Cholesterol is a poor predictor of heart attack risk

Most heart attacks occur in people who have “normal” cholesterol.  Using cholesterol as the predictor of a future heart attack is not even as good as flipping a coin.
Data from the landmark Framingham Heart Study revealed that the distribution of cholesterol levels among individuals that had a heart attack and those that did not essentially mirrored each other.  While cholesterol is involved to some degree in the development of arterial plaque, it alone is not the problem.
Cholesterol is carried in the blood in a variety of different proteins.  Each of these particles contain cholesterol, triglycerides and lipoproteins.  HDL cholesterol (“good”) has different lipoproteins than LDL cholesterol (“bad”).  Within each class, the particles differ in size and density.  Simply measuring LDL tells nothing about the particle size or number.  The ability of cholesterol to penetrate the arterial lining is dependent on the amount of inflammation present, type of lipoprotein carrying it, the particle size and number rather than on the level of cholesterol in the blood.  Two of the most important sub-particles are: Apolipoprotein (apo) B, a component of LDL and apo A-1, a component of HDL.
At the XIV International Symposium on Atherosclerosis in 2006, researchers reiterated findings from the 52 country global INTERHEART study of risk factors for acue myocardial infarction that concluded “the apo B/A-1 ratio was the most important risk factor” and its “predictive power is superior to…any other lipid parameter or ratio”.

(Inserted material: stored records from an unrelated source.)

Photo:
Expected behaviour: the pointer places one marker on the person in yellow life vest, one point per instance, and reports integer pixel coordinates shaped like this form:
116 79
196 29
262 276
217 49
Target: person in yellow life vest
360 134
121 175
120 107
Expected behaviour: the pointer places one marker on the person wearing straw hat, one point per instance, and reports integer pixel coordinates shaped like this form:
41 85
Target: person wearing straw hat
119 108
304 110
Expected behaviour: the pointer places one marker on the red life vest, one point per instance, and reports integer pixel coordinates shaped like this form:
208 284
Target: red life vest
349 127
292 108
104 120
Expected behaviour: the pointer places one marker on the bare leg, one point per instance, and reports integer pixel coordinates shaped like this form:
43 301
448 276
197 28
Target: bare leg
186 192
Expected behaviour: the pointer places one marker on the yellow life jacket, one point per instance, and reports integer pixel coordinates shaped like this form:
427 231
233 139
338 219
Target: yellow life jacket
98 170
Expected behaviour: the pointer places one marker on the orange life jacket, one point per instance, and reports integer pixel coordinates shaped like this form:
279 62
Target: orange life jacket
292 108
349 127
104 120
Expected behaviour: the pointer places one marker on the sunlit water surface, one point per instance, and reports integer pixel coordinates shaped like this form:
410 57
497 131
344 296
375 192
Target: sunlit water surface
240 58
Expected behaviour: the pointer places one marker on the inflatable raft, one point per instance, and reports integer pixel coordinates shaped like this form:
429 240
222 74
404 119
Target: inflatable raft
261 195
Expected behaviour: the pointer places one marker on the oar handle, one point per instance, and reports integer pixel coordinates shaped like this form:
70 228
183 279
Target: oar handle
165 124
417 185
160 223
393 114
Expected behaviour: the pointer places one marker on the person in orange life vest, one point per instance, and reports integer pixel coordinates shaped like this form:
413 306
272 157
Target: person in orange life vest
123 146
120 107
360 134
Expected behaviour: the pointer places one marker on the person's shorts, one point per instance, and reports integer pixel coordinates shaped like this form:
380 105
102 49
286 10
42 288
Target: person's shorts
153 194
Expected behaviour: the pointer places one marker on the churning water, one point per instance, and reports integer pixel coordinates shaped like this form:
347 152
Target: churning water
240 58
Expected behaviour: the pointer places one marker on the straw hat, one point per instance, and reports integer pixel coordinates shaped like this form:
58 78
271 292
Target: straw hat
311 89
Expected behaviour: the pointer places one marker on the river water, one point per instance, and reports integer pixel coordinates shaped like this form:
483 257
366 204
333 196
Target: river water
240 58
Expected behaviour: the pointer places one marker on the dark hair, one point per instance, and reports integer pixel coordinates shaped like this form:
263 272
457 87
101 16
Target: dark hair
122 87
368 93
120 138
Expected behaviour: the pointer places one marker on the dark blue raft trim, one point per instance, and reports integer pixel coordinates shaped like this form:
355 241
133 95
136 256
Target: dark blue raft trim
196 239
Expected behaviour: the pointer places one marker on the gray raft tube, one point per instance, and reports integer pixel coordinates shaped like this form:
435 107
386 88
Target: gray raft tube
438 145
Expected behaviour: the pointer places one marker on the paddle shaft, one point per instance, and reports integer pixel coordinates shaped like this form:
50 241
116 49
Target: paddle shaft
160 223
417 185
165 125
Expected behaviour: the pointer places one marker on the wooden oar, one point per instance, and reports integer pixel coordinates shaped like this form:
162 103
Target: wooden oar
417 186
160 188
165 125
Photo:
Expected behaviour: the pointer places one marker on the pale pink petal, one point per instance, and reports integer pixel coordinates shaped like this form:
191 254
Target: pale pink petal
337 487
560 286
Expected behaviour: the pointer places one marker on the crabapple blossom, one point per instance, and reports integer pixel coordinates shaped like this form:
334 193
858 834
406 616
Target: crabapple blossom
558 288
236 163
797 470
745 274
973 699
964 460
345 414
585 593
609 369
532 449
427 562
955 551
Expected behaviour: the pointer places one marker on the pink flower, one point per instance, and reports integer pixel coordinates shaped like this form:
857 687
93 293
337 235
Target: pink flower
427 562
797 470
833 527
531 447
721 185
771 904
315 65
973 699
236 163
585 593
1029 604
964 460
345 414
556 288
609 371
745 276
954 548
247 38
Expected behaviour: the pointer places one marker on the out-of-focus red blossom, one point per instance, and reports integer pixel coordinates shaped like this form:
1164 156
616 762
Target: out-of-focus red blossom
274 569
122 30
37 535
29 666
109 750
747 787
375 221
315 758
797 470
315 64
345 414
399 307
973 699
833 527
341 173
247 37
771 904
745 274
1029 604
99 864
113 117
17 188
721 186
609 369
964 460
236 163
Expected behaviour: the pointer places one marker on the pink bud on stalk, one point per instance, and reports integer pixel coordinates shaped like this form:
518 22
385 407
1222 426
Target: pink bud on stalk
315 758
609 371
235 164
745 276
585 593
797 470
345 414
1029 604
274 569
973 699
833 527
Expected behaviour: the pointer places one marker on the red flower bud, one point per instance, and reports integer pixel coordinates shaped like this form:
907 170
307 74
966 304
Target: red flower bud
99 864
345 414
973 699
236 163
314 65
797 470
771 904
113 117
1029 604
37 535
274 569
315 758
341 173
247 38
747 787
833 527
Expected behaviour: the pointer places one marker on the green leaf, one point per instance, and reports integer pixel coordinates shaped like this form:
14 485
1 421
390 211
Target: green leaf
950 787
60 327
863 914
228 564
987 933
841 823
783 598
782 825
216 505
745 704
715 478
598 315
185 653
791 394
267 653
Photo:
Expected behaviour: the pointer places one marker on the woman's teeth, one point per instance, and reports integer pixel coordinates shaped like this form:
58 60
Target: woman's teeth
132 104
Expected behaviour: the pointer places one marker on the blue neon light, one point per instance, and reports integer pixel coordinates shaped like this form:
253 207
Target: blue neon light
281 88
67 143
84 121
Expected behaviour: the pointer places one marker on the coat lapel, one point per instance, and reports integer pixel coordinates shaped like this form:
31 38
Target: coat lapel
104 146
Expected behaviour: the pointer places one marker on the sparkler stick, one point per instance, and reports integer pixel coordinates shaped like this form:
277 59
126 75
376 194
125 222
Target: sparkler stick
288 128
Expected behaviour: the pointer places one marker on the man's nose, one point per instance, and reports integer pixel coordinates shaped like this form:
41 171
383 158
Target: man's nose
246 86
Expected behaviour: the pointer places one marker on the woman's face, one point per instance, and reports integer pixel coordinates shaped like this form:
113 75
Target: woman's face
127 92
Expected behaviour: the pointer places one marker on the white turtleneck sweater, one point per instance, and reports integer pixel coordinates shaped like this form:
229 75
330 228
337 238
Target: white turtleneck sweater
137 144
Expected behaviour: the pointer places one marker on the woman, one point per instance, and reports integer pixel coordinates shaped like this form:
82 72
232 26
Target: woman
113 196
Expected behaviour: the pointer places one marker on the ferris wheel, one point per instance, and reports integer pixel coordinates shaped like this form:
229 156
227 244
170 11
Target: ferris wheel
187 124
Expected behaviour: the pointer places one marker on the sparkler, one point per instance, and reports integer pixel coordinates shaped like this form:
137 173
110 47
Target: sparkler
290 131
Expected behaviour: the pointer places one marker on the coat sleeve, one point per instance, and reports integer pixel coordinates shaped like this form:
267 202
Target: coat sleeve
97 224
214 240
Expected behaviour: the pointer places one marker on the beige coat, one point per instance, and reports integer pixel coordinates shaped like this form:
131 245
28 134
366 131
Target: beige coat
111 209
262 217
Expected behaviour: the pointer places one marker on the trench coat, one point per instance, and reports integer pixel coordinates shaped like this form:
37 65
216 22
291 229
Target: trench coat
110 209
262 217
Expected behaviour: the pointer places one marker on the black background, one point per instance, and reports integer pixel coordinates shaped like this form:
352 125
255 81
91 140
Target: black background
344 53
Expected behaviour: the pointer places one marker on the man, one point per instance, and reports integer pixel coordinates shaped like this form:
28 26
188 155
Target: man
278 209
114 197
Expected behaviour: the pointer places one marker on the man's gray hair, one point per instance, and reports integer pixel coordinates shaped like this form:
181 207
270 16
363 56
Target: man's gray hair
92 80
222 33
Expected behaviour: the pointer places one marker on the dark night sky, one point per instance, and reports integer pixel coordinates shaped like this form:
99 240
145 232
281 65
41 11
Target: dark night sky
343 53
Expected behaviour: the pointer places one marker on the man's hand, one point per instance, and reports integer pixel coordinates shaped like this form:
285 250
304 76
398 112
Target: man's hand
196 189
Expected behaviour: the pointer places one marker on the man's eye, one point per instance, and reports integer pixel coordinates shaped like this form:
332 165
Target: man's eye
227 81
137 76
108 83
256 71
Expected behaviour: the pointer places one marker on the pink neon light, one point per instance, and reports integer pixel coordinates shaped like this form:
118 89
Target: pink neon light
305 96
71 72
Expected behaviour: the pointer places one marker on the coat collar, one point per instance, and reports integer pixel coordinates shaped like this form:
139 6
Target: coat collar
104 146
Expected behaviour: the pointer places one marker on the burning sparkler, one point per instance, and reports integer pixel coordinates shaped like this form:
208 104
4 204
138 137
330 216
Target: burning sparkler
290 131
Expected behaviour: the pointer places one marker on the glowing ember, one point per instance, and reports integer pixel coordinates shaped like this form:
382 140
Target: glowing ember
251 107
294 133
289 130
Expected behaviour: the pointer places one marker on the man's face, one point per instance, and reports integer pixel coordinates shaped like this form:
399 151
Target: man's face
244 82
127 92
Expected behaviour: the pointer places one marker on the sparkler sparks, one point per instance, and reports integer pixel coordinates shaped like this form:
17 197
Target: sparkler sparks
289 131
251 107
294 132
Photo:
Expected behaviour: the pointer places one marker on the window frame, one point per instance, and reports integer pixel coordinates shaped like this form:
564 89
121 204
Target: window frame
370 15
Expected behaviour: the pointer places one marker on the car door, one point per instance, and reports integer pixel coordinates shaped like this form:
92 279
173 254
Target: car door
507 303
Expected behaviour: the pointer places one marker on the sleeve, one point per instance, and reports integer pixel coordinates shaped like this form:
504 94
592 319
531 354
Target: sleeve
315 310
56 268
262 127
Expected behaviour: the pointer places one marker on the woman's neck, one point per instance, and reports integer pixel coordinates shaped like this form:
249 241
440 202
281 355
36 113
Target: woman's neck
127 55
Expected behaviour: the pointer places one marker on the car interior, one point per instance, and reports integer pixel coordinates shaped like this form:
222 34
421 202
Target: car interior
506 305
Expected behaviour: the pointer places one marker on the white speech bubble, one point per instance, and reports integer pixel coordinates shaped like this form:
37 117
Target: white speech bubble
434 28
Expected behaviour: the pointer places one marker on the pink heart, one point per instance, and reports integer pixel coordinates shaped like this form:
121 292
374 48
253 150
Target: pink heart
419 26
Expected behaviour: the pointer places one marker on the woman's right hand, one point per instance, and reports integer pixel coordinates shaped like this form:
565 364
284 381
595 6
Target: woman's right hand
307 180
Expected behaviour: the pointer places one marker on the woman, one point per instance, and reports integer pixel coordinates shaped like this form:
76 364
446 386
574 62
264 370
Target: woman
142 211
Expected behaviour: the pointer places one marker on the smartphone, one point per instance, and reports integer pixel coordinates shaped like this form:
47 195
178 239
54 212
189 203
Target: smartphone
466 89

Although statin drugs have been shown to lower heart attack risk and lower cholesterol, it is now believed that they are two independent effects.  The latest scientific information suggests that statins reduce heart attack risk by reducing silent inflammation; the same risk reduction mechansim attributed to fish oil, stress reduction and healthy  lifestyles.  One drug, Zetia, is not absorbed and lowers cholesterol in the gut.  It has no effect on blood vessels or systemic inflammation and has failed to demonstrate any effect on the progression of atherosclerosis.
At Alternity healthcare, we recommend the VAP test, an advanced lipid profile analysis that directly measures lipoproteins (including apo B and A-1), particle size and number.  More importantly, we advise you to have a direct measure of the health of your arteries with a HeartSmart IMTplus carotid artery scan.
In the long run, knowing whether or not you have a problem is what leads to peace of mind. Millions of people are on cholesterol lowering drugs needlessly, while millions more are heart attacks waiting to happen falsely assured by an inadequate blood test result.